The Kindle is kaput. It did turn on again and I sat down and read about ten pages before suddenly the writing started to sort of fade and waver before locking up in a ghost image. I got it restarted twice then nothing. Bill tried and thought it was going to be OK, then nothing, no words and no light, no charging and no resuscitation. The laptop I decided to just let sit for a few days before I even try to turn it back on. Maybe it will dry out? I have since lovingly rinsed it with fresh water (it can’t really get more broken) and sit hoping it will dry out and spring to life again. A girl can wish can’t she? The computer though amazingly I am using to write this post, yea! It seems none the worse for wear.

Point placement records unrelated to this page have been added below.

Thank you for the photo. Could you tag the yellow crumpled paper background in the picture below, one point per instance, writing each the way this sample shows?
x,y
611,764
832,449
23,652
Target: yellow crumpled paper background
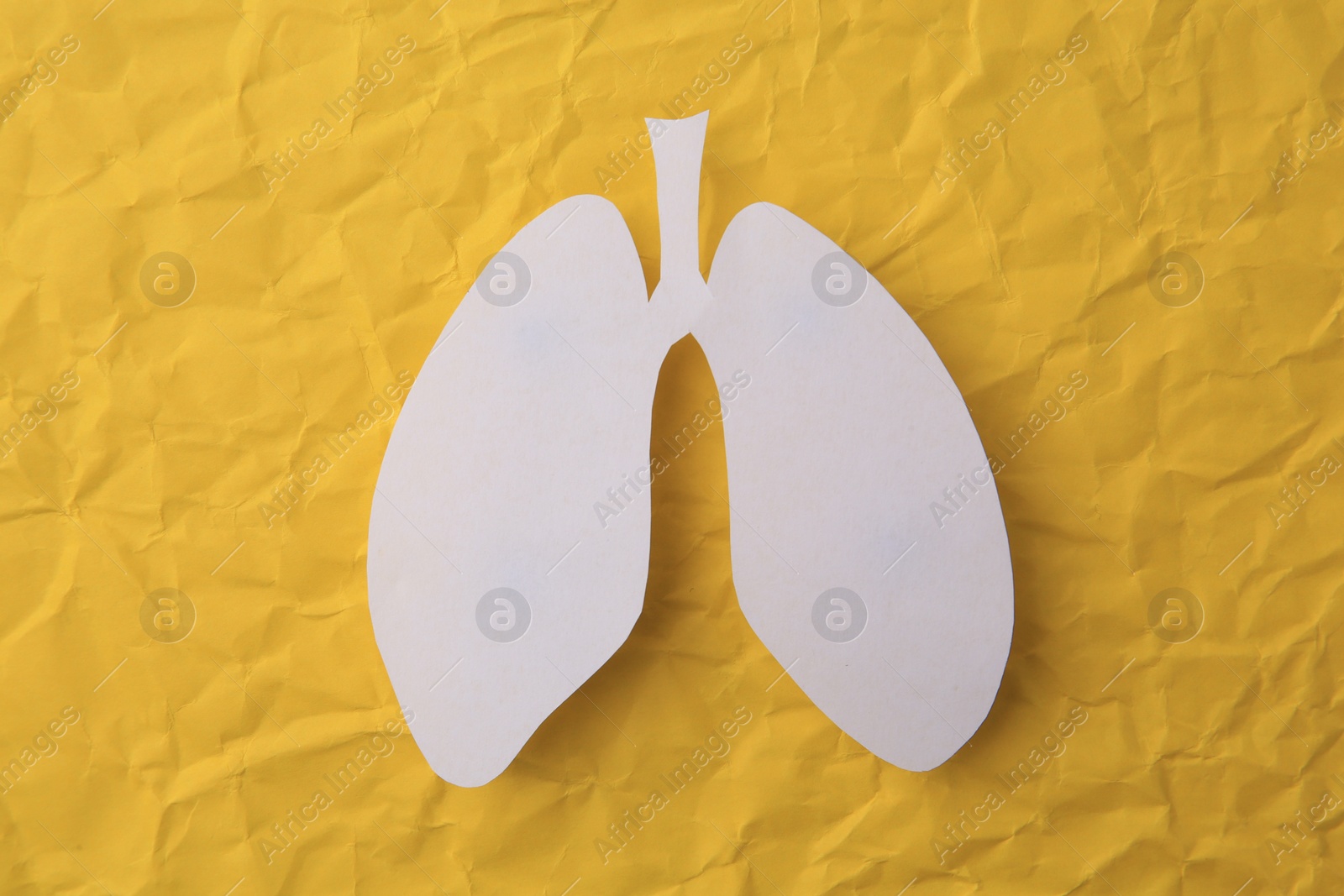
x,y
1144,741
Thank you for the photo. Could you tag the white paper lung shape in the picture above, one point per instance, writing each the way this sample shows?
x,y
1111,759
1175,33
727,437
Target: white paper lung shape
x,y
496,587
895,622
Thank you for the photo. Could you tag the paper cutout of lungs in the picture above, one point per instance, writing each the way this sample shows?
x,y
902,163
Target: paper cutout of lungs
x,y
496,589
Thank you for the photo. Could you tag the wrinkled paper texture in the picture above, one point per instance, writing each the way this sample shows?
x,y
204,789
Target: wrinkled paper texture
x,y
233,233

Not all is lost though. I won’t have to spend the next six weeks arm wrestling Bill over one Kindle. One of our fellow Seattle boats, S/V Grace had a spare Kindle. It was still in the box! We negotiated a deal: we promise to return it if one of their Kindles dies, I made Paul a batch of gooey brownies and we will either have someone bring one back down in the coming weeks to give to them as a replacement or we will bring one back (along with another spare for us!) for them when we return from our Seattle trip in a few months. A swear I have never met a group of people more helpful and giving than cruisers. If you need it someone has it and will happily offer it. I couldn’t ask for a better bunch of friends.